A hash map (dictionary) stores key-value pairs and supports insert and lookup in O(1) on average. It is the single most useful tool for turning an O(n²) 'compare every pair' brute force into an O(n) solution.
Remember what you have seen
As you scan once, store each element (or its count) in a hash map. Then any 'have I seen X?' or 'how many of X?' question is answered instantly, without a second loop.
Two Sum in one pass
seen = {} // value -> index
for i = 0 to n-1:
need = target - A[i]
if need in seen: return (seen[need], i)
seen[A[i]] = iO(n) average→O(n)
One pass; the map can hold up to n entries.
⚡ The edge
- Whenever the brute force is 'for each element, scan the rest' (O(n²)), ask: can a hash map remember what I've already seen and make the inner scan O(1)?
- Use a map for counts and a set when you only need membership (have I seen this before?).
Worked example
Find two numbers in [2, 7, 11, 15] that add to 9.
- Scan once, asking for each number what partner it needs: 9 - 2 = 7.
- Store 2 in the map. Next is 7; it needs 9 - 7 = 2, which is already in the map.
- So 2 and 7 form the pair — found in a single pass.

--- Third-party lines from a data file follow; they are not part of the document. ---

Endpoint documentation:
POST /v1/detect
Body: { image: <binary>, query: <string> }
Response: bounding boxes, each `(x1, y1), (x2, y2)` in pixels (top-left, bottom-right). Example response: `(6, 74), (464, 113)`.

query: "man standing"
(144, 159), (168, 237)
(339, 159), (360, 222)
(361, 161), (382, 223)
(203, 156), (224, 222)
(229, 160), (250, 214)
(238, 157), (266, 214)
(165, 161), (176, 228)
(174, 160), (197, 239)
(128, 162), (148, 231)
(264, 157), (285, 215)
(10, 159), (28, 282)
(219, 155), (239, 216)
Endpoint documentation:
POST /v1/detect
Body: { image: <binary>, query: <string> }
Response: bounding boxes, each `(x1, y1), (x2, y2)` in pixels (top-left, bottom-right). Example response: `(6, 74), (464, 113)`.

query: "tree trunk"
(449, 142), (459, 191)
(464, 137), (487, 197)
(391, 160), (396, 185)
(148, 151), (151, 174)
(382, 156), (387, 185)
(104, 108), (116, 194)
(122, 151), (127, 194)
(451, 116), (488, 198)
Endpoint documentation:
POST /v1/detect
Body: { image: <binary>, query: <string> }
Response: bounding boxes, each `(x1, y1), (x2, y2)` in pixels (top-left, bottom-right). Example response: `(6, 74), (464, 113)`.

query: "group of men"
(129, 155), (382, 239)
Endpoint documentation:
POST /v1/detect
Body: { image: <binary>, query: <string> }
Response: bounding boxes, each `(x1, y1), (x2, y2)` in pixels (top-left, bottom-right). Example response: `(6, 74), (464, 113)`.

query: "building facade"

Answer: 2 and 7 (indices 0 and 1), in O(n)
Worked example
Find the first non-repeating character in 'aabbcde'.
- First pass: count each character -> a:2, b:2, c:1, d:1, e:1.
- Second pass in order: a (2) repeats, b (2) repeats, c (1) does not.
- So 'c' is the first character with a count of one.
Answer: 'c' (two passes, O(n))
⚠ Watch out
- Hash operations are O(1) average, but O(n) in the rare worst case of many collisions.
- A hash map uses O(n) extra memory — the price for the speed-up.
- Keys must be hashable and stable; don't use a changing object as a key.